Sempre con fe' sincera,
la mia preghiera
ai santi tabernacoli salì.
Sempre con fe' sincera
diedi fiori agli altar.
Nell'ora del dolore
perché, perché Signore,
perché me ne rimuneri così?
Diedi gioielli
della Madonna al manto,
e diedi il canto
agli astri, al ciel, che ne ridean più belli.
Nell'ora del dolore,
perché, perché Signore,
perché me ne rimuneri così?
Il “Vissi d’arte”, celeberrima aria della “Tosca”, opera completata nell’ottobre
del 1899 da Giacomo Puccini, su
libretto di Giuseppe Giacosa e Luigi Illica, era il cavallo di battaglia
della zia Concettina, sorella di mia nonna paterna, cantante lirica per
passione.

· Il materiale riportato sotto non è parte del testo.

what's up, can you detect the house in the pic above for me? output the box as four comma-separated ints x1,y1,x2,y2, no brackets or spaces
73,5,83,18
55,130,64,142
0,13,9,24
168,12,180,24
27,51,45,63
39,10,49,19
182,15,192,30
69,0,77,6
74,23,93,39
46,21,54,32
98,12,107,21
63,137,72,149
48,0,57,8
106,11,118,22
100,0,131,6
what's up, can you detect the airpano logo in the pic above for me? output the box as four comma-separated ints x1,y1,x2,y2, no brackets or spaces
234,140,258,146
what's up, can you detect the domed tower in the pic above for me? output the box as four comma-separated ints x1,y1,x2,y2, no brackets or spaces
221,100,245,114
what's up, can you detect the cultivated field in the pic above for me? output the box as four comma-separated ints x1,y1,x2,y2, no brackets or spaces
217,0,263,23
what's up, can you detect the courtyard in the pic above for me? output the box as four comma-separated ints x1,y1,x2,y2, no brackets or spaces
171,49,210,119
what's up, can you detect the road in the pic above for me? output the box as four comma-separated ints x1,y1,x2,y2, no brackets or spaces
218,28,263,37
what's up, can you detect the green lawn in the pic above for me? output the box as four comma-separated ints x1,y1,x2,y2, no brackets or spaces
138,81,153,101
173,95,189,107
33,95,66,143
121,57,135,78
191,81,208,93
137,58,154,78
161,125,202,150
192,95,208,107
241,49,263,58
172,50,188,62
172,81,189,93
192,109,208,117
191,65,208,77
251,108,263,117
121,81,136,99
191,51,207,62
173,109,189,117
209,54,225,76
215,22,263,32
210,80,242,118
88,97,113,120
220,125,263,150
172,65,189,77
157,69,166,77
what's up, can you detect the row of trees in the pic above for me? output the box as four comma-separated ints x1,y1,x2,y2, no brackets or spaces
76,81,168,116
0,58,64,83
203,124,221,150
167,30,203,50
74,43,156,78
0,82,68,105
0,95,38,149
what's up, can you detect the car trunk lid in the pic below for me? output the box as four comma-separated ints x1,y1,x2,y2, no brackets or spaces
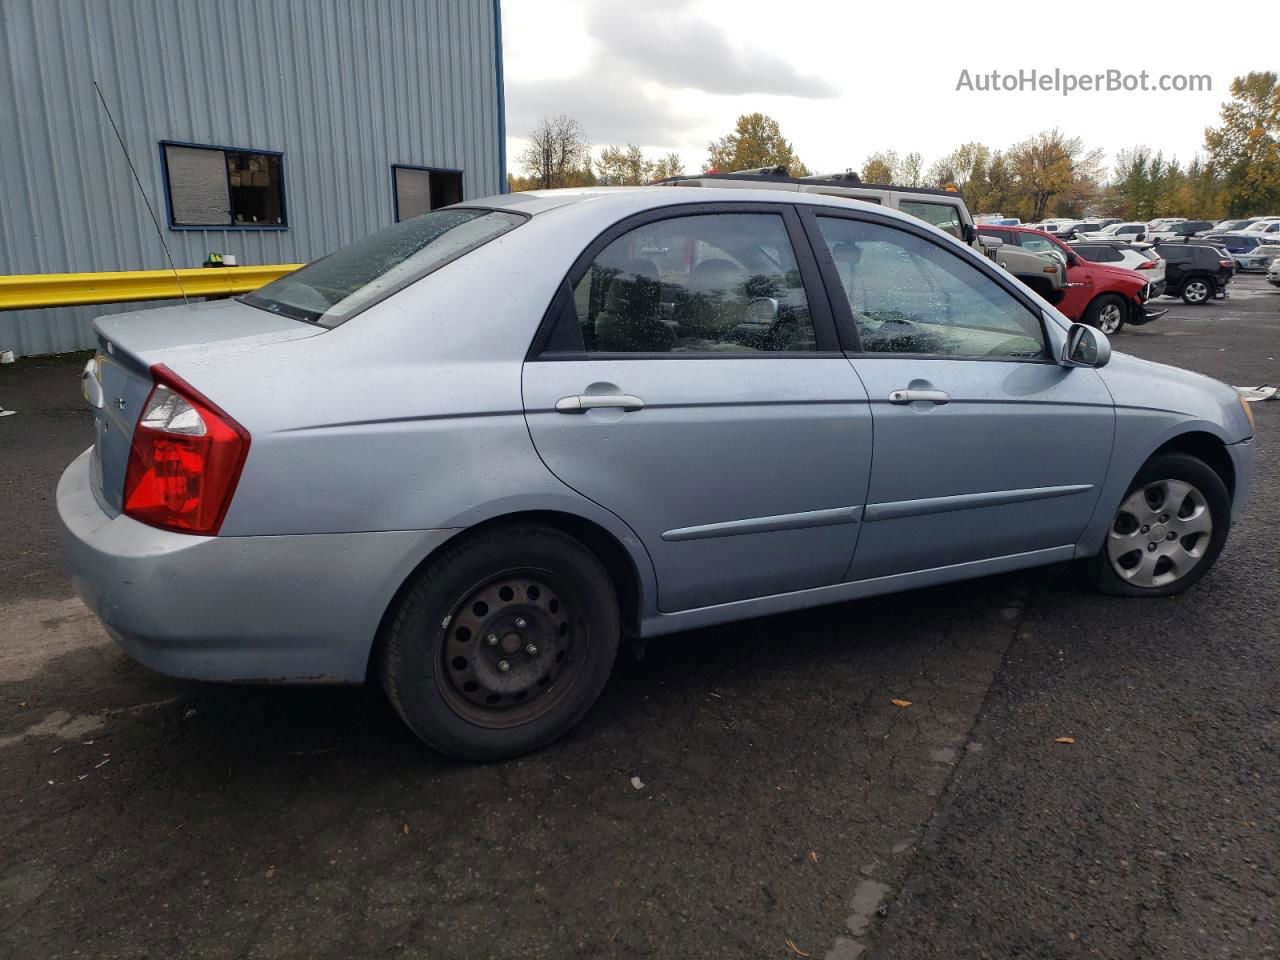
85,298,322,514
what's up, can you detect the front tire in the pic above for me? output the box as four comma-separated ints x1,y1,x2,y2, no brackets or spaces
1085,294,1127,335
1180,277,1213,304
1088,452,1231,597
378,524,620,760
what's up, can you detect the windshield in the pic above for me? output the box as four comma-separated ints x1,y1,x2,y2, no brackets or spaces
242,208,526,326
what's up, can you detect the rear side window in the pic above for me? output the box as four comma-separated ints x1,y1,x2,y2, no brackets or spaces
899,200,964,239
569,213,818,354
1073,246,1108,262
242,209,524,326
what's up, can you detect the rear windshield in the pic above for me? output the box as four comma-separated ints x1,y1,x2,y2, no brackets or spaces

Quando nonna Gianna ci lasciò, nel settembre del 2008, ricordo ancora
che la cantai anch’io tra me e me tutto il tempo del funerale, sussurrandola
come una supplica di incomprensione, un’ammonizione al più disperato “perché”
senza risposta.
E il
“Vissi d’arte” non rappresenta altro che un “a parte”, che si innesta nell’incalzante intreccio melodrammatico
degli eventi, una parentesi intima benché ampia, gonfia, nella quale Tosca sfoga tutto il “perché” dell’ingiustizia
subìta dal Barone Scarpia che l’ha
appena ricattata, chiedendole di concedersi a lui in cambio della liberazione
del suo amato, il pittore Mario
Cavaradossi, condannato a morte.
Sembra
quasi potersi accostare a quel “perché” che urla Gesù crocifisso in punto di morte, o meglio, che urla Gesù a
testimonianza del Suo essersi reso “uomo” anche nella disperazione senza ragione,
rendendo perciò possibile il Suo ingresso nella morte: “Dio mio, Dio mio, perché mi hai abbandonato?" (Marco,
15:34 - Matteo, 27:46).
Il
parallelismo è azzardato senz’altro, ma in via intenzionale. Perché, di fronte
all’esempio emblematico di purezza perfetta, ci si chiede, come si chiede Tosca:
“Perché devo vivere un dolore che non ho scelto?” Perché, nonostante la mia
rettitudine morale, Tu, Dio, “me ne rimuneri così”? Perché “mi hai
abbandonato”, scegliendo per me?
Si
dice che il dolore fortifichi il carattere per consentire di affrontare meglio
la vita, ma resterebbe pur sempre un’imposizione dall’alto. Se io ho passato il
mio tempo a comportarmi in modo tale da evitare tutte le buche, i dissesti, le
frane incontrate lungo il mio cammino, perché devo comunque vivere la voragine?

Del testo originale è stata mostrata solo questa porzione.